The gentrification of Harlem is only one of countless stories Vergara is able to tell with his enormous archive of images, and they aren't all about the ebb and flow of neighborhoods. A 2012 exhibition at the New York Historical Society showed murals of Martin Luther King Jr. painted on walls all over the United States. Just the varied contexts in which the untouchable civil rights hero was to be found is fertile ground for sociologists. In latino neighborhoods, MLK appeared browner skinned, in the company of notable latinos. Other, early murals show him with Malcolm X; more recent ones show him with Barack Obama. A timeline of black heroes emerges from looking at the images, with the others, the not-Kings, going in and out of fashion, but always basking in King's glory. In How the Other Half Worships, (Rutgers University Press, 2005) Vergara mines the typology of inner-city storefront churches. The book is a demographic goldmine that charts the hopes and aspirations of faith on a low budget. Modest cinderblock buildings make humble attempts at spires. Cornices and stained glass windows are installed, renovated, then obliterated. Signage changes from hebrew, to english, to spanish. “A one shot view of anything is not that interesting, because what does it say?” Vergara asked me, rhetorically. “It says, well there are beautiful things here, or there are interesting things here, but it doesn't give you any sense of time. And that, after all, is what really gives meaning to things.”

I'm grateful to my old friend Alice Arnold, who first introduced me to Vergara's work, almost fifteen years ago. 

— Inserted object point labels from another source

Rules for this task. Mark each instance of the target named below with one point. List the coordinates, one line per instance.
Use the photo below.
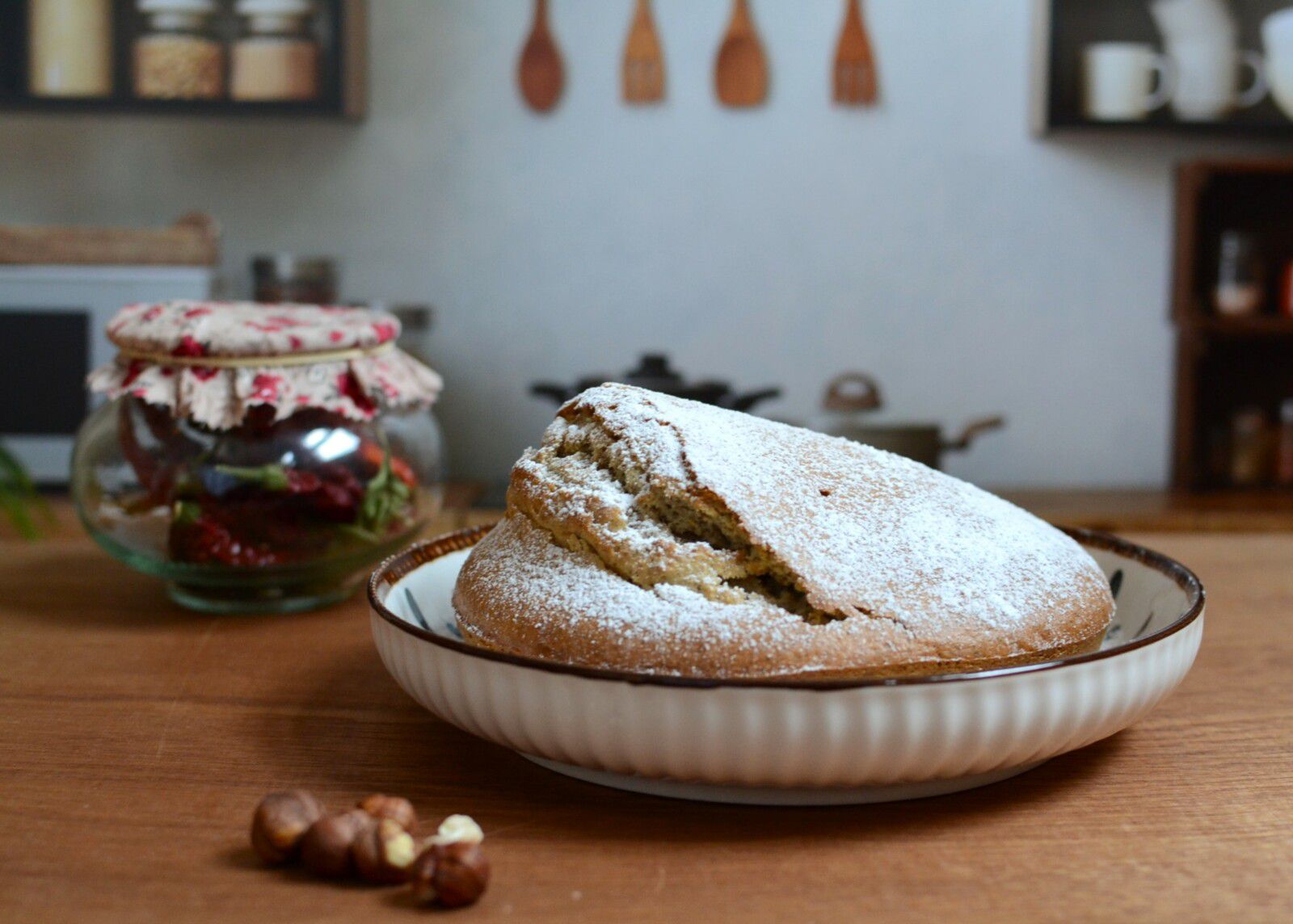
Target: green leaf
(19, 497)
(185, 514)
(385, 498)
(272, 477)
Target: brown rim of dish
(398, 566)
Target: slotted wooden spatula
(644, 64)
(741, 70)
(540, 71)
(855, 81)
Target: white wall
(933, 242)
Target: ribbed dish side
(866, 736)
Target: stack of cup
(1278, 39)
(1202, 39)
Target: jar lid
(275, 6)
(196, 6)
(189, 330)
(211, 362)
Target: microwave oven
(52, 334)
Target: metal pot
(653, 372)
(849, 407)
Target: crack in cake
(655, 534)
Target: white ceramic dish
(790, 742)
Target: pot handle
(743, 402)
(974, 430)
(558, 393)
(853, 392)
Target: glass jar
(70, 48)
(280, 498)
(1240, 284)
(284, 277)
(179, 55)
(277, 56)
(1249, 447)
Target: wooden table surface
(135, 740)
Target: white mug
(1278, 39)
(1207, 84)
(1118, 81)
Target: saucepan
(850, 410)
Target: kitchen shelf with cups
(1232, 365)
(1063, 32)
(338, 26)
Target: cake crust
(652, 534)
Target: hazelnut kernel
(280, 824)
(452, 876)
(385, 852)
(326, 846)
(458, 829)
(396, 808)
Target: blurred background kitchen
(1071, 213)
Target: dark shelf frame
(1226, 362)
(344, 70)
(1063, 27)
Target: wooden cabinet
(340, 26)
(1228, 363)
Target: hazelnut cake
(655, 534)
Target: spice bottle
(1248, 447)
(277, 56)
(1284, 446)
(70, 48)
(1239, 275)
(1286, 307)
(179, 56)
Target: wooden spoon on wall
(540, 73)
(741, 70)
(855, 79)
(643, 74)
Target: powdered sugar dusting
(863, 527)
(915, 565)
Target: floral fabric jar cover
(288, 357)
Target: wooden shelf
(1226, 363)
(343, 27)
(1254, 326)
(1062, 29)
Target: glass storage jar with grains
(258, 456)
(70, 48)
(277, 55)
(179, 55)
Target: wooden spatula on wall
(540, 71)
(855, 81)
(644, 64)
(741, 70)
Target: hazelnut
(449, 874)
(280, 822)
(458, 829)
(385, 852)
(396, 808)
(326, 846)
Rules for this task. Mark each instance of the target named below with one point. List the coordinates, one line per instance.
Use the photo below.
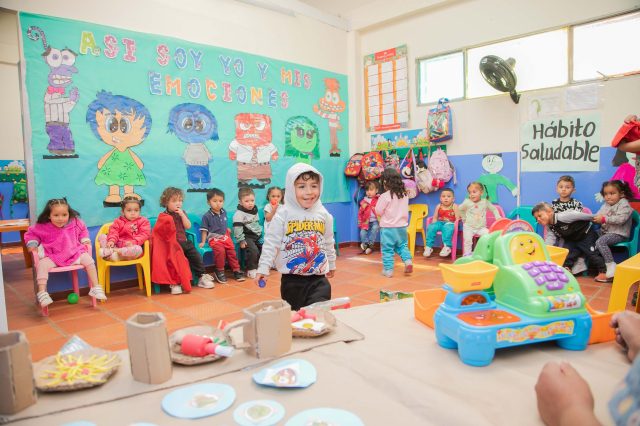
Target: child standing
(247, 229)
(300, 239)
(575, 228)
(274, 200)
(215, 231)
(614, 218)
(65, 240)
(367, 219)
(473, 212)
(171, 199)
(126, 234)
(444, 218)
(393, 210)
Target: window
(541, 61)
(441, 77)
(606, 48)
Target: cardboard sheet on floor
(122, 385)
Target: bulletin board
(113, 112)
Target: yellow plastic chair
(143, 264)
(416, 224)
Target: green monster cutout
(301, 139)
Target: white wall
(486, 124)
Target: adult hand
(564, 397)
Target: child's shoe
(220, 276)
(611, 269)
(446, 251)
(206, 281)
(44, 299)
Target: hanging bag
(439, 122)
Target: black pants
(585, 247)
(194, 258)
(252, 253)
(302, 290)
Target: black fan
(500, 74)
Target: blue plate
(201, 400)
(331, 416)
(259, 412)
(290, 373)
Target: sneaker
(203, 282)
(97, 292)
(220, 276)
(611, 269)
(579, 267)
(44, 299)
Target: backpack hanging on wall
(439, 122)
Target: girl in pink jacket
(127, 233)
(65, 241)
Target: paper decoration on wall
(330, 106)
(301, 139)
(493, 164)
(57, 102)
(386, 89)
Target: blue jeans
(369, 236)
(446, 228)
(392, 241)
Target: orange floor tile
(358, 277)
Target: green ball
(72, 298)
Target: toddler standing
(393, 210)
(367, 219)
(444, 218)
(614, 218)
(473, 212)
(65, 240)
(126, 234)
(247, 230)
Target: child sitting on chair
(65, 240)
(126, 234)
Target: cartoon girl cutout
(329, 107)
(121, 123)
(301, 139)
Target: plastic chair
(74, 280)
(143, 264)
(634, 238)
(416, 224)
(454, 237)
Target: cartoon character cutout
(57, 102)
(492, 164)
(121, 123)
(301, 139)
(194, 125)
(252, 149)
(329, 107)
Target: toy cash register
(509, 293)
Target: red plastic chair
(454, 238)
(74, 280)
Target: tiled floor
(358, 276)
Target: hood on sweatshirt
(290, 193)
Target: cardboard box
(149, 350)
(17, 385)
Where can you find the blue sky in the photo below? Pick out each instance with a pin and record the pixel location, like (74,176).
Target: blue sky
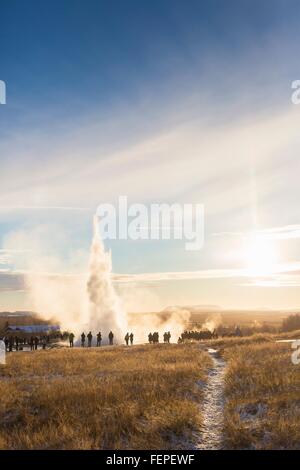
(163,101)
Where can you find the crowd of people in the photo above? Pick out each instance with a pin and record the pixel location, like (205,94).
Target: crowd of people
(18,343)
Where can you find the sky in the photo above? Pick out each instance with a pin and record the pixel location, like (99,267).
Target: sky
(163,102)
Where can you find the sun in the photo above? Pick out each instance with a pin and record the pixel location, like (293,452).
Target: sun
(260,256)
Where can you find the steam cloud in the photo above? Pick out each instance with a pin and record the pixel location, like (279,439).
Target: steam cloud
(106,312)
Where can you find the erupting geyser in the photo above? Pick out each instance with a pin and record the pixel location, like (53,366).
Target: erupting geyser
(106,312)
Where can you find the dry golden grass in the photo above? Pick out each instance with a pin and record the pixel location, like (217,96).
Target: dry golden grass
(262,391)
(143,397)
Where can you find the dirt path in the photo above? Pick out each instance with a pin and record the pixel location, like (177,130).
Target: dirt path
(211,436)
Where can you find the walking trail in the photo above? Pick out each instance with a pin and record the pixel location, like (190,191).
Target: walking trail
(211,436)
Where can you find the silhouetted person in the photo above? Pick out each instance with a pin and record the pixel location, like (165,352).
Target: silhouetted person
(71,339)
(99,339)
(111,338)
(90,337)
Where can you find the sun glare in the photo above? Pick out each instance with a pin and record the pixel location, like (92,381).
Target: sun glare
(260,256)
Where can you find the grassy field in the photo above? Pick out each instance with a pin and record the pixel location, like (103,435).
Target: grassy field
(145,397)
(149,396)
(262,395)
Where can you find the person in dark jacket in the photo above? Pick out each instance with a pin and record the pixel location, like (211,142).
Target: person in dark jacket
(90,338)
(111,338)
(71,339)
(99,339)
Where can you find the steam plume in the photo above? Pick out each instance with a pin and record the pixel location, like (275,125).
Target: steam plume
(106,312)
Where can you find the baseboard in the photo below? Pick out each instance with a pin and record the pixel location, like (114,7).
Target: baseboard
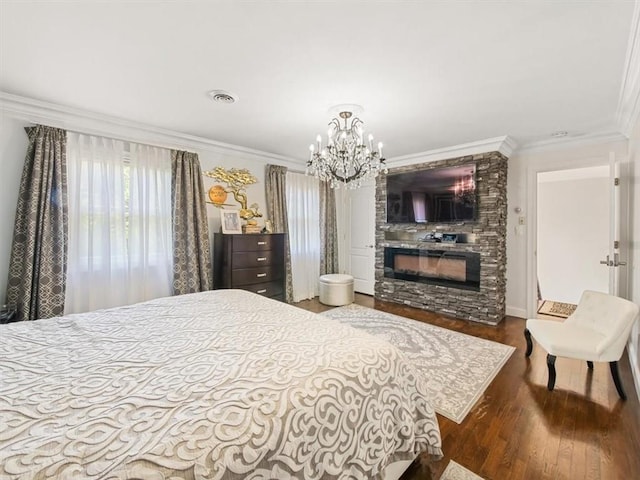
(516,312)
(635,368)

Camilo has written me with a couple of corrections. I had him down as 71 years old, but apparently had added an as-yet unlived year. I have corrected his age, above. He also wrote, in defense of Camden, that the city "was not there to serve the needs of Philly. It was a world recording capital, one of the largest shipbuilding centers in the US, a center of the leather industry and of the Ham radio industry. In its time, a little silicon valley." All of this is likely true, but I have not corrected the somewhat contradictory quote, which comes directly from my notebook. From job-lot printing, toxic dumping and mob-controlled carting to crack-dealing and streetwalking, Camden has a plenty long tradition of being a tortured industrial appendix to Philadelphia.